Posted in rantings and ravings on June 4th, 2024 by skeeter

Barely out of the courtroom that found our Prez–in –Exile guilty of 34 felonies, the man hauled himself over to an Ultimate Fighting Championship in Joisey, what the New York Times called a hypermasculine appeal to the fans there. They went wild, they cheered, they pumped their fists, they obviously sensed (or smelled) the Huuge testosterone fog of our former Commander-in-Chief wafting across the sweat-filled arena. Sure, he’s beyond fighting weight now, hair pretty much gone, small hands soft as a baby’s, never worked a physical day in his life, never went to a gym to exercise, couldn’t lift anything heavier than a Diet Pepsi if his life depended on it. But hey, here he was in all his fat ass hypermasculine glory, reveling in the adulation of fight fans who could care less if he was a convicted felon. In fact, maybe a year or two in a federal pen might amp up his cred with these folks, hard time, no problem for the Donald. He’s their warrior, their Avenger, the guy who put it to Stormy Daniels and that other porn star, what’s her name?

Oh yeah, here’s the poster boy for Machismo. A guy who cheats at the only sport he knows, golf. Okay, marriage too. Not sure what his handicap is there but I’m betting Huuge, isn’t everything in his braggart telling? A real man’s man. A role model for the fight crowd. A tough talking, take no prisoners, call it like it is, kiss my ass street thug. Maybe our next President. Again. What’s not to love? Compares himself now to Al Capone. And why not? He’s a cheap crook, a con from the get-go, a real killer or maybe he will be if he wins in November.

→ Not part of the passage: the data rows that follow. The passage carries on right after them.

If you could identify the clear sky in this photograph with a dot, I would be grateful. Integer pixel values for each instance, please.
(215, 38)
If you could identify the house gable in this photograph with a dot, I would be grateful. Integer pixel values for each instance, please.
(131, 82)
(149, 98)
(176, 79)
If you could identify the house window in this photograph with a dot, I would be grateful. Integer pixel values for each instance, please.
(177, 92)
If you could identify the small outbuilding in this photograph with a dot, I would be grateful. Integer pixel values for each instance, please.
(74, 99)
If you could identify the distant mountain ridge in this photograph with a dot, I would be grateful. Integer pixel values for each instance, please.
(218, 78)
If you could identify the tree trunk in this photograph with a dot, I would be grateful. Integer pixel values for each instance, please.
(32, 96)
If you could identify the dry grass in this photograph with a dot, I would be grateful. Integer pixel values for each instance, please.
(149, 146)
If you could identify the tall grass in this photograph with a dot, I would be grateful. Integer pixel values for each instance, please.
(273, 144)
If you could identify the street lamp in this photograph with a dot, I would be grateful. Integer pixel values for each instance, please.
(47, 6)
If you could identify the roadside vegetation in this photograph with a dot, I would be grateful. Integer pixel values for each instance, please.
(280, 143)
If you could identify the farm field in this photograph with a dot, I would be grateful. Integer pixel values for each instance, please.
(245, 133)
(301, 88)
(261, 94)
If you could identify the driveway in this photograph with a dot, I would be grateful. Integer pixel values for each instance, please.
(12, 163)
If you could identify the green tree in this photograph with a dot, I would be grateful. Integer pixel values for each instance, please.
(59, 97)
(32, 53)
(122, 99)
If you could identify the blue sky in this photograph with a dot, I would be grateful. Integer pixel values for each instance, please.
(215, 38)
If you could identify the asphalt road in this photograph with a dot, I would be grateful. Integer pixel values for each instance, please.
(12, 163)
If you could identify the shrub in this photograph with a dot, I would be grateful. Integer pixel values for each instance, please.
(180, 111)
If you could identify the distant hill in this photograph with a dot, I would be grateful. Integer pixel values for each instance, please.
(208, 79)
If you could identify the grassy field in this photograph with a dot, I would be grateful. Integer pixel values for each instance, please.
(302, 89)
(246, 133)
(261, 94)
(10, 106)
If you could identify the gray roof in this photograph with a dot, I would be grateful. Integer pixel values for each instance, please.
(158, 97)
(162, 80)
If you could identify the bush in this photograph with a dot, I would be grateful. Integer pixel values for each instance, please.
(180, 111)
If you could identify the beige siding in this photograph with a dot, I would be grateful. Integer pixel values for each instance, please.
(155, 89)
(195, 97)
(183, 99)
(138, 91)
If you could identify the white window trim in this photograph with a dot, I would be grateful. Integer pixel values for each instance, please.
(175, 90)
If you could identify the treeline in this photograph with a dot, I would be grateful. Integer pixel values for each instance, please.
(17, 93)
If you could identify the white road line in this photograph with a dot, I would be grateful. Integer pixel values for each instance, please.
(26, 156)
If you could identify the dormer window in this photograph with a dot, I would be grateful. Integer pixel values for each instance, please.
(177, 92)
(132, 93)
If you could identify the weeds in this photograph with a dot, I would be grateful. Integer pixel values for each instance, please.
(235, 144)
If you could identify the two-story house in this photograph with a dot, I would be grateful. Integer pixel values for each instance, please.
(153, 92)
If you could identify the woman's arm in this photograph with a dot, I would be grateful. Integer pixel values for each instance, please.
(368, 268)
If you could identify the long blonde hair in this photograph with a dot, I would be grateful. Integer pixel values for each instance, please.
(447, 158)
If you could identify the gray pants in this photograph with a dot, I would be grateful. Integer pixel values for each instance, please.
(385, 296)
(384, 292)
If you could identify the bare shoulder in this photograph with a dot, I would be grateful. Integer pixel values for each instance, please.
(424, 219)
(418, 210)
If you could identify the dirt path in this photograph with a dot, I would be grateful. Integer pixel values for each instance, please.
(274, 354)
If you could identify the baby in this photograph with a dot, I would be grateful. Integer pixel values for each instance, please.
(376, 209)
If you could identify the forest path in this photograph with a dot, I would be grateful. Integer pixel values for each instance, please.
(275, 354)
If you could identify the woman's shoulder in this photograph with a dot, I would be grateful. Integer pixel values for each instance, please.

So what’s with all the crybaby whining? Waaah, waaah, the government is picking on me, the nasty people in the Justice Department are out to get me, that Georgia prosecutor hates me, Judge Merchan treated me so very very badly, my beautiful wife won’t sleep with me anymore, I’m a victim, I’m a martyr, I’m suffering for your sins. Vote for me or they’ll be coming for you next. Send money to me or the bad mean people will take it from you when I don’t win. Send more money, all you can, I’m just a poor billionaire. Buy more of my crappy merch, buy another MAGA hat, buy those tennis shoes, they’re the greatest, like me! Waaah.